Run migrations (this will enable the pgvector extension and create the ai_entry_embeddings table):
php artisan migrate
Configuration
The configuration file is published to config/ai-entry-embeddings.php.
Collections and Fields
You must explicitly list which collections and fields to extract. Nothing is extracted by default -- this prevents accidentally exposing sensitive data to the AI.
'collections' => [ 'pages' => [ 'fields' => ['title', 'page_builder'], ], 'blog' => [ 'fields' => ['title', 'content'], ], ],
To use a custom extractor for a specific field, pass an array of extractor classes:
'collections' => [ 'pages' => [ 'fields' => [ 'title', 'custom_field' => [\App\Extractors\MyCustomExtractor::class], ], ], ],
Embedding Dimensions
'embeddings' => [ 'dimensions' => 1536, ],
This value is used both during migration (to size the database column) and at runtime (when calling the embedding API). Changing it after the initial migration requires a new migration to alter the column size, and all existing embeddings must be regenerated since vectors of different dimensions are incompatible.
Only Published
When enabled (default), draft entries are skipped:
'only_published' => true,
Field Type Extractors
The addon ships with extractors for common Statamic field types:
| Field Type | Extractor | Behavior |
|---|---|---|
text |
ExtractTextField |
Returns the raw string value |
textarea |
ExtractTextField |
Returns the raw string value |
markdown |
ExtractMarkdownField |
Converts Markdown to HTML, then strips to plain text |
bard |
ExtractBardField |
Splits prose and sets into separate chunks |
replicator |
ExtractReplicatorField |
One chunk per set, with nested field extraction |
grid |
ExtractGridField |
One chunk per row, with nested column extraction |
select |
ExtractSelectField |
Returns the option label(s) |
You can override or add mappings in the default_field_extractors config key.

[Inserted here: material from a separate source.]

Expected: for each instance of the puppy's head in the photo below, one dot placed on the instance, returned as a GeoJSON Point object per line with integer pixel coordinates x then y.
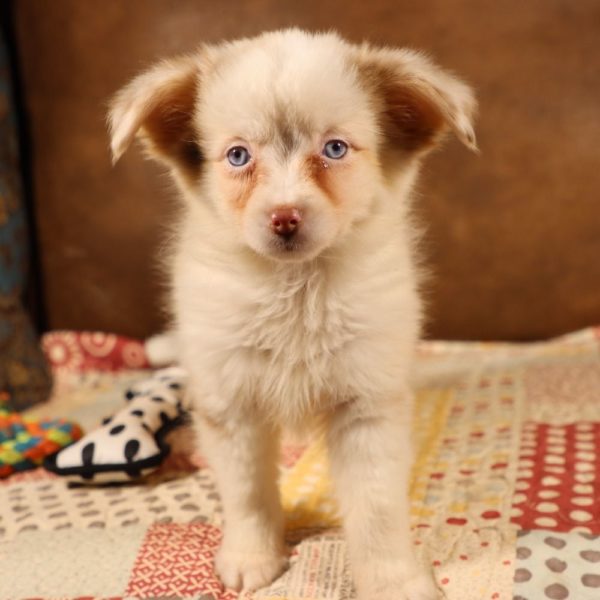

Field types listed in ignored_field_types (e.g. toggle, assets, date) are never extracted.
Extending
Custom Field Extractor
Implement FieldExtractorInterface and return an array of ContentChunk objects:
use Byte5\AiEntryEmbeddings\Pipelines\Extraction\ContentChunk; use Byte5\AiEntryEmbeddings\Pipelines\Extraction\Contracts\FieldExtractorInterface; use Statamic\Entries\Entry as StatamicEntry; use Statamic\Fields\Field; class ExtractMyField implements FieldExtractorInterface { public function extract( StatamicEntry $entry, string $fieldHandle, mixed $value, Field $field, string $parentPath = '', ): array { $path = $parentPath !== '' ? "{$parentPath}.{$fieldHandle}" : $fieldHandle; return [ new ContentChunk( text: (string) $value, fieldHandle: $fieldHandle, path: $path, metadata: ['field_handle' => $fieldHandle], ), ]; } }
Register it either globally in config:
'default_field_extractors' => [ 'my_type' => \App\Extractors\ExtractMyField::class, ],
Or per-field in a collection:
'collections' => [ 'pages' => [ 'fields' => [ 'my_field' => [\App\Extractors\ExtractMyField::class], ], ], ],
Events
| Event | When | Payload |
|---|---|---|
ContentExtracted |
Chunks were successfully extracted | ExtractionPayload |
EmptyExtractionCompleted |
Extraction completed with zero chunks | ExtractionPayload |
Control Panel
The addon registers a navigation section under AI Tools in the Statamic control panel, with a landing page and an embeddings overview. Access is gated by the view AI entry embeddings permission.
License
This addon is open-sourced software licensed under the GNU General Public License v3.0 (GPL-3.0). See LICENSE for details.